The palm oil sector in top producers Indonesia and Malaysia has been facing criticism for deforestation and its land-clearing methods that send vast plumes of smoke across Southeast Asia every year. Indonesia has already taken measures to reduce the industry's environmental impact, with the latest being a moratorium on new palm oil concessions.
Malaysia is also set to get tough on forest fires with its proposal to amend the country's Environmental Protection Act, Wan Junaidi Tuanku Jaafar, the country's natural resources and environment minister, said on Wednesday.
Under the amendment, "it will not matter if the land is owned by smallholders or plantation giants, as long as there is a substantial fire the government will take control of the land," Wan Junaidi said at a press conference.
The amendment, however, is not likely to be made in time to curb fires this year, Wan Junaidi added, without providing any further details on it.
"The haze situation this year is potentially worse as Malaysia is already facing moderate haze due to local fires, and the coming monsoon winds will only bring in more haze from Indonesia," he said.
Malaysia and Indonesia produce about 90 percent of global palm oil, used in everything from cooking oil and soaps to chocolate and cosmetics.
(Reporting by Joseph Sipalan, writing by Emily Chow; Editing by Himani Sarkar)
Hurt nature and risk losing land
MAZWIN NIK ANIS The Star 28 Apr 16;
PUTRAJAYA: Natural Resources and Environment Minister Datuk Seri Dr Wan Junaidi Tuanku Jaafar (pic) is looking at the possibility of introducing new laws that give the authorities the power to confiscate land whose owners carry out open burning or other activities detrimental to the environment on the land.
Dr Wan Junaidi has yet to discuss the matter with his ministry’s officers, but said he believed that there must be laws that were deterrent enough to stop people from endangering lives and the environment.
“This is an idea that I have. I need to discuss this with the ministry’s officers and the legal department.
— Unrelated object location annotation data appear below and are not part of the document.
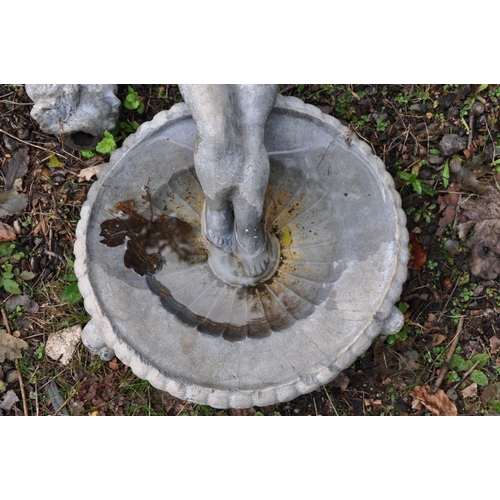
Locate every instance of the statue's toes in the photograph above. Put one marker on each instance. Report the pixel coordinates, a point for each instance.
(224, 242)
(255, 267)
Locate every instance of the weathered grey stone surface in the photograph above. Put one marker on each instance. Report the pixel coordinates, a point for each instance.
(452, 143)
(77, 114)
(340, 271)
I also need to get input from the Attorney-General to see if this is something that can be done in Malaysia,” he told reporters after attending the Cabinet meeting.
Dr Wan Junaidi said he would gather officials around the discussion table to look into this idea and would submit a proposal paper to the Cabinet if this could be done.
He said there must a way to stop people from carrying out open burning on their land or get them to better care for their property so that it would not contribute to pollution and haze.
“We face the same problem every year and this has to stop,” he added.
He said a hefty fine was not deterrent enough for some as companies making millions would not think twice about paying a RM500,000 fine for causing fire to the land, pollution and indiscriminate waste dumping.
This year, three fire incidents – in Kuala Baram mangrove area in Miri, peat swamp forest reserves in Klias and Keningau, Sabah, and Kuala Langat forest reserve in Selangor – caused haze.
Between January and April 25, 1,460 cases of open burning were detected at forest reserves, mangrove areas, construction sites, landfills as well as agriculture and industrial plots.
From 2014 till April, authorities collected compounds amounting to RM1.213mil just from those who committed open burning.